Después de lavarse sumariamente y de lamentar no disponer de más tiempo para segar la abundante barba que ya le cubría las mejillas,
El Coyote
reunió parte de su impedimenta y la cargó sobre el caballo, dejando sólo en el campamento la manta y las botas, que no podían servirle de mucho en aquellos difíciles caminos.
—Si mis sospechas se confirman, estarás bien —le dijo a su caballo—; pero si me he engañado vas a pasar un día muy malo.
La intención del
Coyote
era escalar el Trono, con la esperanza de que en su lisa cumbre encontraría un depósito natural de agua de lluvia o alguna fuente. Aquel punto desde el que se dominaba el valle y que por su parte no era dominado por ninguna altura, podría ofrecer un excelente refugio para el caballo y para su amo; pero en los planes del
Coyote
no entraba el aislarse en aquella fortaleza natural donde si bien nadie podría atacarle con éxito, también le aislaría de tal forma que él no podría realizar la misión que se había asignado.
Al cabo de una hora de penosa ascensión por un camino que, si por una parte resultaba extraordinariamente bien trazado, por otra era tan empinado y lleno de maleza, que la labor que muchos años antes debieron de realizar los indios que habitaron el extraño cañón estaba casi anulada,
El Coyote
, que se había despojado del antifaz, llegó a la meseta que formaba la cumbre del Trono.
Con la mirada recorrió la lisa superficie de la cumbre, y no tardó en descubrir que sus esperanzas habían sido bien fundadas. Al pie de un picacho que se elevaba en el centro de la cima y que no era visible desde abajo, abríase un gran depósito circular, labrado sin duda por manos humanas y en el cual se veía una gran cantidad de agua purísima.
El Coyote
calculó que había allí más de medio millón de litros de agua potable, y como por una parte se llegaba al nivel del agua por una ligera rampa, era fácil para el caballo bajar a abrevarse en el depósito.

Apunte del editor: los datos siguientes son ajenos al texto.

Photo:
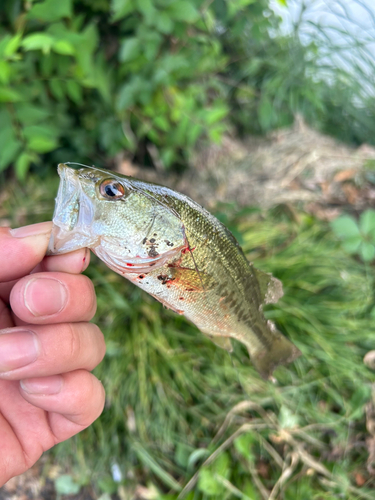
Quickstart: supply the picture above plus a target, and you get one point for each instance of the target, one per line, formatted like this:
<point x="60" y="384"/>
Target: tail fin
<point x="281" y="351"/>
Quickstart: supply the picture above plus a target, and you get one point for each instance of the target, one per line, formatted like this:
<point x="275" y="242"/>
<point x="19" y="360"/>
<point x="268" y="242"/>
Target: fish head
<point x="124" y="223"/>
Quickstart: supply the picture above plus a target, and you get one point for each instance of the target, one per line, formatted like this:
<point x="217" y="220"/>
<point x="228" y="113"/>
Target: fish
<point x="175" y="250"/>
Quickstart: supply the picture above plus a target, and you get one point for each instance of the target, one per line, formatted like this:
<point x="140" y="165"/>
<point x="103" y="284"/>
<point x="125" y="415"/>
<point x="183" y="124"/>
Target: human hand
<point x="47" y="348"/>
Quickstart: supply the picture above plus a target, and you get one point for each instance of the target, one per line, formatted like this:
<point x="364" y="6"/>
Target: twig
<point x="285" y="475"/>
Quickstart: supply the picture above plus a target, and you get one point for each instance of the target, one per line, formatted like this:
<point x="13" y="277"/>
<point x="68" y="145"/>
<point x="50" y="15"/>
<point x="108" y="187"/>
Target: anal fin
<point x="271" y="288"/>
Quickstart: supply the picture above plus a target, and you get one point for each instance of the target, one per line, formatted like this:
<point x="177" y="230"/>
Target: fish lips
<point x="73" y="215"/>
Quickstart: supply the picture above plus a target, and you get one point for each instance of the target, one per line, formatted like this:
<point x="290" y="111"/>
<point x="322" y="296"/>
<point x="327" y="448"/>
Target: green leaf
<point x="352" y="244"/>
<point x="22" y="164"/>
<point x="57" y="89"/>
<point x="164" y="23"/>
<point x="243" y="444"/>
<point x="63" y="47"/>
<point x="121" y="8"/>
<point x="51" y="10"/>
<point x="183" y="10"/>
<point x="38" y="41"/>
<point x="125" y="97"/>
<point x="29" y="114"/>
<point x="208" y="484"/>
<point x="130" y="49"/>
<point x="367" y="221"/>
<point x="9" y="95"/>
<point x="266" y="113"/>
<point x="42" y="144"/>
<point x="74" y="91"/>
<point x="65" y="485"/>
<point x="287" y="418"/>
<point x="216" y="114"/>
<point x="345" y="227"/>
<point x="367" y="251"/>
<point x="9" y="152"/>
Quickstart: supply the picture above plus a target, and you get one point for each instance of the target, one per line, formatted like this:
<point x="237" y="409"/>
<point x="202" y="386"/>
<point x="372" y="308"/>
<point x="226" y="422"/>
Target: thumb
<point x="22" y="249"/>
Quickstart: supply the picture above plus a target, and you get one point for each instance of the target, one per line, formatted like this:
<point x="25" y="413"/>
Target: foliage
<point x="178" y="408"/>
<point x="86" y="80"/>
<point x="357" y="238"/>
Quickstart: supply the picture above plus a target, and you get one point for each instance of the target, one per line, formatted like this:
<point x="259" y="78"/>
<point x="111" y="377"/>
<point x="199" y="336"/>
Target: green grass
<point x="180" y="409"/>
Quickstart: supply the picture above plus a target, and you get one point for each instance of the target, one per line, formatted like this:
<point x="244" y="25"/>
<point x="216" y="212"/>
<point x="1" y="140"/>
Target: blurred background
<point x="263" y="111"/>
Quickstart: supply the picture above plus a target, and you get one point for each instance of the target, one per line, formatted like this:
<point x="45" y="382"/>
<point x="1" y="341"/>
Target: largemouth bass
<point x="175" y="250"/>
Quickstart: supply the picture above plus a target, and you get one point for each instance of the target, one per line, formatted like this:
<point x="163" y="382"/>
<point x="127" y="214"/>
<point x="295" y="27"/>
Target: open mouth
<point x="72" y="217"/>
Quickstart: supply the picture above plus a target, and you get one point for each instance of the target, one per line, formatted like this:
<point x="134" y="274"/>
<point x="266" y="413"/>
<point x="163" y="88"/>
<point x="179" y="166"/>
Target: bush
<point x="84" y="80"/>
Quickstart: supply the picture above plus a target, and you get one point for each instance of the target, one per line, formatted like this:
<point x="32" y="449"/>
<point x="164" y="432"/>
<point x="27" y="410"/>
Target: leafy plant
<point x="86" y="80"/>
<point x="358" y="237"/>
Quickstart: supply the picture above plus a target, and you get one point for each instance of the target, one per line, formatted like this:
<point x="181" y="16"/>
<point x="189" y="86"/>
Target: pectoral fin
<point x="223" y="342"/>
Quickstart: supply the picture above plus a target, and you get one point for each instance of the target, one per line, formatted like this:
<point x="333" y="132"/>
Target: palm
<point x="59" y="396"/>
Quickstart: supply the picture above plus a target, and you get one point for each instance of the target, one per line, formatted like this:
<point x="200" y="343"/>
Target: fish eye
<point x="112" y="190"/>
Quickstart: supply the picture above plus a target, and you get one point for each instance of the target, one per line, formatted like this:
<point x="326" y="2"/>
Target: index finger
<point x="22" y="249"/>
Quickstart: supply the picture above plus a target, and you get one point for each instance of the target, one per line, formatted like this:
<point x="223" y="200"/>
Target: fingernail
<point x="45" y="296"/>
<point x="32" y="230"/>
<point x="17" y="349"/>
<point x="42" y="385"/>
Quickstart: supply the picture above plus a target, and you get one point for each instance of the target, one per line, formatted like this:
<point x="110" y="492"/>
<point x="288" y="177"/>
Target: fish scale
<point x="175" y="250"/>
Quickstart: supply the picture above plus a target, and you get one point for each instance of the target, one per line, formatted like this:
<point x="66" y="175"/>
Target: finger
<point x="74" y="400"/>
<point x="5" y="289"/>
<point x="22" y="249"/>
<point x="5" y="316"/>
<point x="53" y="298"/>
<point x="40" y="350"/>
<point x="74" y="262"/>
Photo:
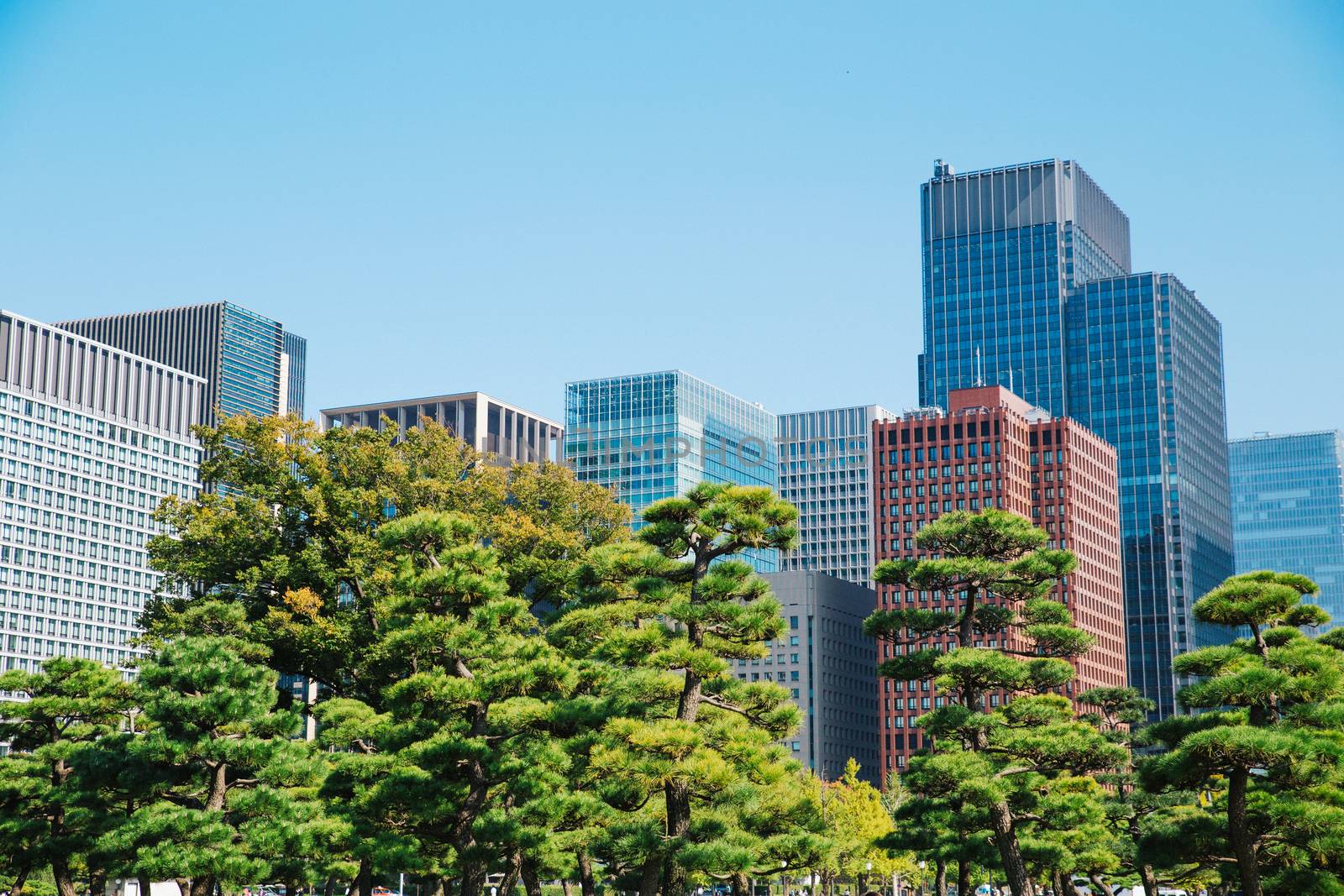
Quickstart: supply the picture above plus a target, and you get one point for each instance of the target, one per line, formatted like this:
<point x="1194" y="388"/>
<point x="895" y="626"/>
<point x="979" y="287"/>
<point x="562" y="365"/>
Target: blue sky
<point x="503" y="197"/>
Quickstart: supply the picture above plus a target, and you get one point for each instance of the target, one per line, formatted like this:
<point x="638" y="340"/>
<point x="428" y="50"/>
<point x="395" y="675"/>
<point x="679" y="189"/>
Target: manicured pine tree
<point x="674" y="613"/>
<point x="65" y="708"/>
<point x="992" y="577"/>
<point x="228" y="755"/>
<point x="1272" y="727"/>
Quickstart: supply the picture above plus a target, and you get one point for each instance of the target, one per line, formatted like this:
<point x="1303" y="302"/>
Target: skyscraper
<point x="1027" y="282"/>
<point x="1001" y="249"/>
<point x="994" y="450"/>
<point x="490" y="425"/>
<point x="249" y="362"/>
<point x="92" y="438"/>
<point x="828" y="665"/>
<point x="1288" y="510"/>
<point x="1146" y="372"/>
<point x="654" y="436"/>
<point x="826" y="464"/>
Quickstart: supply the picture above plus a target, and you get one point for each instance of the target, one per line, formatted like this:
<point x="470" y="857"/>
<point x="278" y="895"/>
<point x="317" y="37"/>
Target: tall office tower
<point x="249" y="362"/>
<point x="92" y="438"/>
<point x="828" y="665"/>
<point x="1027" y="282"/>
<point x="510" y="432"/>
<point x="995" y="450"/>
<point x="654" y="436"/>
<point x="1001" y="249"/>
<point x="1146" y="372"/>
<point x="826" y="469"/>
<point x="1288" y="510"/>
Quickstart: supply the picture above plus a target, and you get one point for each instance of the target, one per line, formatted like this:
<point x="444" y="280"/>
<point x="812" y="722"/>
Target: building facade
<point x="991" y="449"/>
<point x="249" y="362"/>
<point x="92" y="439"/>
<point x="826" y="469"/>
<point x="490" y="425"/>
<point x="1288" y="510"/>
<point x="655" y="436"/>
<point x="1028" y="284"/>
<point x="828" y="665"/>
<point x="1001" y="249"/>
<point x="1146" y="372"/>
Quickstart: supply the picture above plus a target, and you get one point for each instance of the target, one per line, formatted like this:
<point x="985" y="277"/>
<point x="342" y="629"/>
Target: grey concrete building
<point x="830" y="668"/>
<point x="249" y="362"/>
<point x="92" y="439"/>
<point x="504" y="430"/>
<point x="826" y="470"/>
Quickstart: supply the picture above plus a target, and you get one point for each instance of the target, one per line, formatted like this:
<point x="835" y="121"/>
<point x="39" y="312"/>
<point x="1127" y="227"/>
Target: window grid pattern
<point x="655" y="436"/>
<point x="826" y="468"/>
<point x="1288" y="510"/>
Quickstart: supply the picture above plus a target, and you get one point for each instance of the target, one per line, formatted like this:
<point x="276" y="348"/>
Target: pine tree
<point x="994" y="577"/>
<point x="672" y="613"/>
<point x="1273" y="730"/>
<point x="228" y="757"/>
<point x="65" y="708"/>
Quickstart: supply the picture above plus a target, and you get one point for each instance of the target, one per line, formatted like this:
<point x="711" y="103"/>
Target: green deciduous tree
<point x="1273" y="732"/>
<point x="992" y="577"/>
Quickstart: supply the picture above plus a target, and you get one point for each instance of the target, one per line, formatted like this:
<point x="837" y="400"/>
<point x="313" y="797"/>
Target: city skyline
<point x="770" y="207"/>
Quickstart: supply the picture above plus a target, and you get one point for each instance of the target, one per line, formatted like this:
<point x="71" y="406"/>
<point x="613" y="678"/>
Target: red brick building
<point x="992" y="449"/>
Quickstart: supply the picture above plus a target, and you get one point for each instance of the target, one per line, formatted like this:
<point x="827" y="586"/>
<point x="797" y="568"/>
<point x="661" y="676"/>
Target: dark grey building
<point x="826" y="470"/>
<point x="1288" y="510"/>
<point x="249" y="362"/>
<point x="490" y="425"/>
<point x="1001" y="249"/>
<point x="830" y="668"/>
<point x="1027" y="284"/>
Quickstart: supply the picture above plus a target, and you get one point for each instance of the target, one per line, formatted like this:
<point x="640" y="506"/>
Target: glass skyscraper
<point x="1146" y="372"/>
<point x="1288" y="510"/>
<point x="1001" y="249"/>
<point x="826" y="470"/>
<point x="1027" y="284"/>
<point x="655" y="436"/>
<point x="249" y="362"/>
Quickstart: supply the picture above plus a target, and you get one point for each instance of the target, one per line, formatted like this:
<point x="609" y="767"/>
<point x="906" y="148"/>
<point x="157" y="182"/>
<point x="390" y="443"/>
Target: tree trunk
<point x="60" y="871"/>
<point x="679" y="825"/>
<point x="586" y="887"/>
<point x="472" y="873"/>
<point x="511" y="869"/>
<point x="1238" y="833"/>
<point x="531" y="879"/>
<point x="649" y="878"/>
<point x="1005" y="839"/>
<point x="363" y="883"/>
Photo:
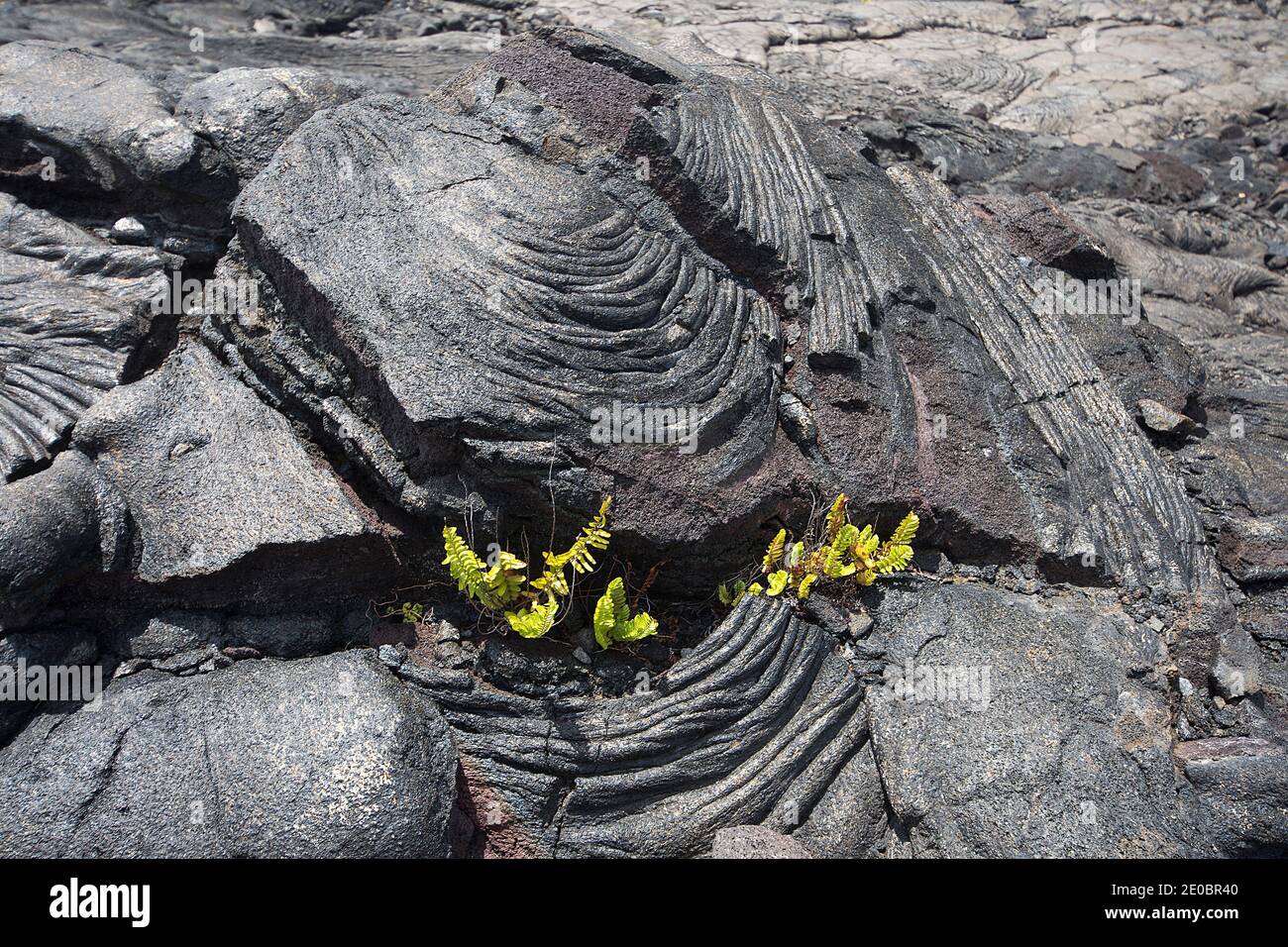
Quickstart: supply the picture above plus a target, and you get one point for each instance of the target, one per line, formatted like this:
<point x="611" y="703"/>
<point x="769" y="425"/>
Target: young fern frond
<point x="892" y="560"/>
<point x="838" y="552"/>
<point x="906" y="531"/>
<point x="593" y="535"/>
<point x="613" y="621"/>
<point x="836" y="517"/>
<point x="774" y="554"/>
<point x="465" y="567"/>
<point x="536" y="620"/>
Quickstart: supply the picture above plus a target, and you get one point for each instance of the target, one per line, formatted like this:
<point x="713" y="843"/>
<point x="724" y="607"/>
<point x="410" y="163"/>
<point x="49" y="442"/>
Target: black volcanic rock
<point x="464" y="295"/>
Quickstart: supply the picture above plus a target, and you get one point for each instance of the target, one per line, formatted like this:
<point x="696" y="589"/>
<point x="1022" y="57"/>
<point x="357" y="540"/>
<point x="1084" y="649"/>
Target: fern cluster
<point x="840" y="551"/>
<point x="532" y="605"/>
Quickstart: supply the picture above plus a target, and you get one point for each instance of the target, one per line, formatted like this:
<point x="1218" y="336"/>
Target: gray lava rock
<point x="73" y="311"/>
<point x="101" y="132"/>
<point x="1063" y="749"/>
<point x="756" y="841"/>
<point x="322" y="757"/>
<point x="248" y="114"/>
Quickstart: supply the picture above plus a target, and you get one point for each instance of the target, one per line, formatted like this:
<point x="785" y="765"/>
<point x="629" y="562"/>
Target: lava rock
<point x="318" y="758"/>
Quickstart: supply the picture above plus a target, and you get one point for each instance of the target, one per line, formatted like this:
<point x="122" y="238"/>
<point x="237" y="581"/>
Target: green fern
<point x="774" y="554"/>
<point x="536" y="620"/>
<point x="467" y="569"/>
<point x="613" y="620"/>
<point x="593" y="535"/>
<point x="836" y="517"/>
<point x="840" y="553"/>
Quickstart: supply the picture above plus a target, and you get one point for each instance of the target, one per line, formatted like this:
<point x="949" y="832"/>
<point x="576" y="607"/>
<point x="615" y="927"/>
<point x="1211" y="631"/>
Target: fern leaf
<point x="640" y="626"/>
<point x="464" y="565"/>
<point x="836" y="517"/>
<point x="604" y="618"/>
<point x="845" y="538"/>
<point x="893" y="560"/>
<point x="536" y="620"/>
<point x="806" y="583"/>
<point x="906" y="531"/>
<point x="613" y="621"/>
<point x="774" y="553"/>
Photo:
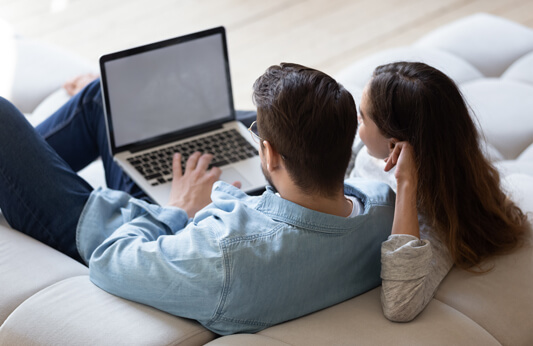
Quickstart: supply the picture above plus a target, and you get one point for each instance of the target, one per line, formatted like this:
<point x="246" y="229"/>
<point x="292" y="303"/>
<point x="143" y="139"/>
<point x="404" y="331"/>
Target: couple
<point x="238" y="263"/>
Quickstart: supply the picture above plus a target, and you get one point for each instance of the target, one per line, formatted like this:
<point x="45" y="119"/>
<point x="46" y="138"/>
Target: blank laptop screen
<point x="168" y="89"/>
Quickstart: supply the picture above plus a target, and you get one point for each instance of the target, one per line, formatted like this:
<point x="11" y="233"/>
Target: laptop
<point x="176" y="96"/>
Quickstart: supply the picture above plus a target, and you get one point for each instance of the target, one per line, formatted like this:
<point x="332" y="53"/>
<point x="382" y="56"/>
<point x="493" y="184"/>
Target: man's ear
<point x="272" y="157"/>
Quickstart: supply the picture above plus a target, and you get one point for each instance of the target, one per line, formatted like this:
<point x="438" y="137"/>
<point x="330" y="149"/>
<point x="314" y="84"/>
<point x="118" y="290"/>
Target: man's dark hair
<point x="310" y="120"/>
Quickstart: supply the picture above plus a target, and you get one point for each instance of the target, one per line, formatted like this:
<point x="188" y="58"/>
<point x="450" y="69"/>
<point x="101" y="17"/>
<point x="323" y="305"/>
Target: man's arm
<point x="181" y="273"/>
<point x="157" y="258"/>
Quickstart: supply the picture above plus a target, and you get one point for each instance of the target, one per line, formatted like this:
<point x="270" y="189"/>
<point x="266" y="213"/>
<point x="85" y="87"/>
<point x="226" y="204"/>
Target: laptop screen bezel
<point x="171" y="136"/>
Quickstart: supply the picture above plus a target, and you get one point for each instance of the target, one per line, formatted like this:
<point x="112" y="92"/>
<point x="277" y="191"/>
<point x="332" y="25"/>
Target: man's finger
<point x="204" y="161"/>
<point x="192" y="161"/>
<point x="176" y="165"/>
<point x="216" y="173"/>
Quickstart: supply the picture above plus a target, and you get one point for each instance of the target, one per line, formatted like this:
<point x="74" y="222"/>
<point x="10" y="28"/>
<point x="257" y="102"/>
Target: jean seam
<point x="23" y="203"/>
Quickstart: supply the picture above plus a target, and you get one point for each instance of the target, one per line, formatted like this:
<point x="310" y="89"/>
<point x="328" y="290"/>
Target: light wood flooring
<point x="325" y="34"/>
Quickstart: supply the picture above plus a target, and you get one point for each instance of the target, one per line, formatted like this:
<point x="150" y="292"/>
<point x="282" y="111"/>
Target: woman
<point x="414" y="117"/>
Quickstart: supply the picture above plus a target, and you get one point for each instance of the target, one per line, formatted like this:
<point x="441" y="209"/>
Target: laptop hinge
<point x="173" y="138"/>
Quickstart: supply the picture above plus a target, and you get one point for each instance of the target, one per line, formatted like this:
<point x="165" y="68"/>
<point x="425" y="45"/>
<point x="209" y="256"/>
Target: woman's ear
<point x="392" y="143"/>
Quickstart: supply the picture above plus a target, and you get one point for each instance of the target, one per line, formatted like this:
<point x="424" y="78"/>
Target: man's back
<point x="245" y="263"/>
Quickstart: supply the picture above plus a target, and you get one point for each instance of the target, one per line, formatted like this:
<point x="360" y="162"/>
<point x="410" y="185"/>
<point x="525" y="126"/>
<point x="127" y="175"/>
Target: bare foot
<point x="74" y="85"/>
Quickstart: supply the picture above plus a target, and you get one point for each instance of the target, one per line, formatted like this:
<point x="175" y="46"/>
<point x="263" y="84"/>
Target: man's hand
<point x="191" y="190"/>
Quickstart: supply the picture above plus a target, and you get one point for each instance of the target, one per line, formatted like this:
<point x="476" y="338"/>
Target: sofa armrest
<point x="76" y="311"/>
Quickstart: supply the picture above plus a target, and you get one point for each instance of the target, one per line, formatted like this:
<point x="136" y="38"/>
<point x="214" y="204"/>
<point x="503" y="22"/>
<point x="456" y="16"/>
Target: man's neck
<point x="336" y="204"/>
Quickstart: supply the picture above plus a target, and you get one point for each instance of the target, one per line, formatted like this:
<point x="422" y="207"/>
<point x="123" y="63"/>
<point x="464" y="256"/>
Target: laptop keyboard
<point x="227" y="147"/>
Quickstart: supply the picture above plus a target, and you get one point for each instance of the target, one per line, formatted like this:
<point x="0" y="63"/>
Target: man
<point x="233" y="262"/>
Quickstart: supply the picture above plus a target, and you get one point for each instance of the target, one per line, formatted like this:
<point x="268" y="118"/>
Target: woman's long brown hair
<point x="459" y="191"/>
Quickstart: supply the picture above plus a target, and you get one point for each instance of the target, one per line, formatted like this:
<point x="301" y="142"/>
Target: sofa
<point x="46" y="298"/>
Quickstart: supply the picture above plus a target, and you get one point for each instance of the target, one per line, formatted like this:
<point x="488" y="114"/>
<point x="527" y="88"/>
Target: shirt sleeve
<point x="160" y="259"/>
<point x="411" y="272"/>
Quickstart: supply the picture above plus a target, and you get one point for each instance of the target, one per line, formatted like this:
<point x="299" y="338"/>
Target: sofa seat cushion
<point x="360" y="321"/>
<point x="489" y="43"/>
<point x="501" y="300"/>
<point x="75" y="310"/>
<point x="504" y="110"/>
<point x="27" y="266"/>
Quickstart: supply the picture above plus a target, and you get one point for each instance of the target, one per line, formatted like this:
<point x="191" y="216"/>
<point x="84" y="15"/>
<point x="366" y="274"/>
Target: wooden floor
<point x="325" y="34"/>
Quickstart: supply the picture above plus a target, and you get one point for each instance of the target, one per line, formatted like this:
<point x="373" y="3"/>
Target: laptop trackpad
<point x="230" y="175"/>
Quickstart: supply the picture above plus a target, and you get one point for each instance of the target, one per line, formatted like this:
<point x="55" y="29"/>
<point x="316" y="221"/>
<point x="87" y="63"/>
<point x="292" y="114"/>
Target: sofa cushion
<point x="28" y="266"/>
<point x="456" y="68"/>
<point x="500" y="301"/>
<point x="75" y="310"/>
<point x="504" y="109"/>
<point x="521" y="70"/>
<point x="489" y="43"/>
<point x="360" y="321"/>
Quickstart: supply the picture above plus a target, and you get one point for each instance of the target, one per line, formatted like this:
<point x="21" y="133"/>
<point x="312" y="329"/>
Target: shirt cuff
<point x="405" y="257"/>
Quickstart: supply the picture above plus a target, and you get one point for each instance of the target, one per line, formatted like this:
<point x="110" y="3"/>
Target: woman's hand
<point x="191" y="190"/>
<point x="402" y="156"/>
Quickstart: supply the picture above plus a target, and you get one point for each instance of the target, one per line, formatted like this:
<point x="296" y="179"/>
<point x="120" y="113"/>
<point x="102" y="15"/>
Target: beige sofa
<point x="47" y="299"/>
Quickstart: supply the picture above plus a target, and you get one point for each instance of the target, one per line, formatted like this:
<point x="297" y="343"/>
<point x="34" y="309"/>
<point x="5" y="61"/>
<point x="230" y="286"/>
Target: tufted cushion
<point x="521" y="70"/>
<point x="35" y="79"/>
<point x="458" y="69"/>
<point x="505" y="111"/>
<point x="488" y="42"/>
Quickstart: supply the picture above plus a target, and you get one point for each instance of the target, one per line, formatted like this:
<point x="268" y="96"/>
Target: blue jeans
<point x="40" y="193"/>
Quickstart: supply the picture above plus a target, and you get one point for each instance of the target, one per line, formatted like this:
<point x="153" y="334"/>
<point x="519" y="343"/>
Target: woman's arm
<point x="405" y="213"/>
<point x="412" y="268"/>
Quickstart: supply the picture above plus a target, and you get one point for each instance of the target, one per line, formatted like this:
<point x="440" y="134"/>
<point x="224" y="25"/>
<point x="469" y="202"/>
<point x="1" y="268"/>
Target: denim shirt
<point x="242" y="263"/>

Dejando allá al caballo y descargándolo de su impedimenta, el hombre reemprendió el descenso; pero cuando llegó al punto donde la enorme torre rocosa se elevaba recta hacia el cielo, partiendo de una base de laderas suaves, una mirada casual que dirigió hacia unos montículos cercanos, le hizo ver un destello de luz que se reflejaba en el cañón de un rifle. Hacia la izquierda vio, al mismo tiempo, moverse un sombrero de ala ancha.
—Han adivinado mis intenciones —refunfuñó
El Coyote
—. El rifle debe de estar a quinientos metros; pero las distancias entre montaña y montículos son engañosas y puede que esté más cerca. Ése del sombrero sube para situarse en un punto desde el cual poderme acribillar a balazos; pero eso quiere decir que aún no me han visto bajar. En cuanto me descubran empezarán a crearme obstáculos.
Ocultándose tras unas matas de salvia, siguió con la mirada el camino que podía seguir el del sombrero, y comprendió que si llegaba a una formación de grandes rocas estaría en condiciones de impedirle regresar a la cumbre, bajar al valle o, siquiera, permanecer allí.
—Lo siento, porque no me gusta disparar sobre nadie sin darle la oportunidad de defenderse —suspiró
El Coyote
.
Colocándose de forma que el dueño del rifle no pudiera localizarle por el humo del disparo, el californiano levantó su rifle y apuntó cuidadosamente. La distancia que le separaba del hombre del sombrero era casi el límite del alcance del arma; no obstante decidió probar fortuna y apuntando cuidadosamente, aprovechando que el del sombrero se había tenido que detener para escalar con más facilidad las rocas, apretó suavemente el gatillo.